= Charles Jago =

Canadian historian and academic

Charles Joseph Jago (born 1943) is a Canadian academic and university administrator.

He was born and raised in St. Catharines, Ontario. He received his BA in Honours English and History from the University of Western Ontario in London, Ontario in 1965 and his PhD in History from Trinity College, Cambridge in 1969. His academic field is early-modern Spanish history.

He received his first academic position at Georgian College of Applied Arts and Technology in Barrie, Ontario in 1969. The next year he moved to the Department of History at McMaster University in Hamilton, Ontario as Assistant Professor where he remained until 1987. In 1987, he was appointed Principal of Huron University College where he served for eight years before moving to the University of Northern British Columbia to succeed Geoffrey Weller as president.

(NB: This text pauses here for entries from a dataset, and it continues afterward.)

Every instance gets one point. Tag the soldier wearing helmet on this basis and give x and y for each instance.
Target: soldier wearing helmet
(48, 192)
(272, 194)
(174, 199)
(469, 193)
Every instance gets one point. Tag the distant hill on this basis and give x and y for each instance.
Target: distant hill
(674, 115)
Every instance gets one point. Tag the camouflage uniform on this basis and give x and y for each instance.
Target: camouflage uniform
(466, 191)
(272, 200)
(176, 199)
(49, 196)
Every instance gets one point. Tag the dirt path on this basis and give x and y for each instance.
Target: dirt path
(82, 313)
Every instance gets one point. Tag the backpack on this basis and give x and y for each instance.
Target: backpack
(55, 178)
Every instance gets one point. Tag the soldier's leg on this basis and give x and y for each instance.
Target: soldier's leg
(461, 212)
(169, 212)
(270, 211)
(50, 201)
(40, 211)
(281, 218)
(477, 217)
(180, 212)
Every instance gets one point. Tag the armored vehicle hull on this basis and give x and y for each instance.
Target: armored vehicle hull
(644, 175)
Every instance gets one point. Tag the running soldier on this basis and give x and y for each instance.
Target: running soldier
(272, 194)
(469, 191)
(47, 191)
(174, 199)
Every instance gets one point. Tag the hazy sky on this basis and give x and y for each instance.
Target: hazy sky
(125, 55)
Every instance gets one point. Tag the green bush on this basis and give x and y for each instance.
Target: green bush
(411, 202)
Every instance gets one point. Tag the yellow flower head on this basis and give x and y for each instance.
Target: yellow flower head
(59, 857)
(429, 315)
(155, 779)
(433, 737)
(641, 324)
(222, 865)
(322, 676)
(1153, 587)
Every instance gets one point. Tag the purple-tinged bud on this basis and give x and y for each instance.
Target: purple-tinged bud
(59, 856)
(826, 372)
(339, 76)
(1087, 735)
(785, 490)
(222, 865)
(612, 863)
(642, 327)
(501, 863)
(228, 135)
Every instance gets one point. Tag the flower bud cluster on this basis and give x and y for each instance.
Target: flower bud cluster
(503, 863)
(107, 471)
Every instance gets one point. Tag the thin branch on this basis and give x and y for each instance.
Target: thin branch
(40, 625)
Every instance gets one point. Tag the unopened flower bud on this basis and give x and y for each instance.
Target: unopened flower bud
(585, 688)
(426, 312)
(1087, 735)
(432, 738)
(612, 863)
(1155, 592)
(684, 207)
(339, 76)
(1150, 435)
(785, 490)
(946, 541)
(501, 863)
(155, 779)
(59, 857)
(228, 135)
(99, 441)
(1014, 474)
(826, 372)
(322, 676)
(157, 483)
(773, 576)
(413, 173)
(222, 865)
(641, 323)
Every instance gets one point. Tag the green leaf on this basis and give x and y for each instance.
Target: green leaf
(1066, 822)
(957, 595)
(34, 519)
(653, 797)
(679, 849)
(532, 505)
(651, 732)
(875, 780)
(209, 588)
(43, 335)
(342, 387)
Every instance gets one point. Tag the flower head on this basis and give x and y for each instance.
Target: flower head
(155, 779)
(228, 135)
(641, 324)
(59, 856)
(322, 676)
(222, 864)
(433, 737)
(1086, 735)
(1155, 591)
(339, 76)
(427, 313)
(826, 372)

Jago retired as President of the University of Northern British Columbia at the end of academic year 2005–2006. On the resignation of his successor, Don Cozzetto, in June 2008 he was appointed Interim President of UNBC, serving in this position until a new president, George Iwama, took over in July 2009. Dr. Jago was appointed to the Northern Health Board in August 2007. His current term expires in December 2015.

Currently acting as mediator between the BCTF and Ministry of Education over the current Bill 22 and teachers dispute in B.C.

He was awarded the Order of Canada June 29, 2005, the Order of British Columbia in 2013, the Queen Elizabeth II Golden Jubilee Medal in 2002 and the Queen Elizabeth II Diamond Jubilee Medal in 2012.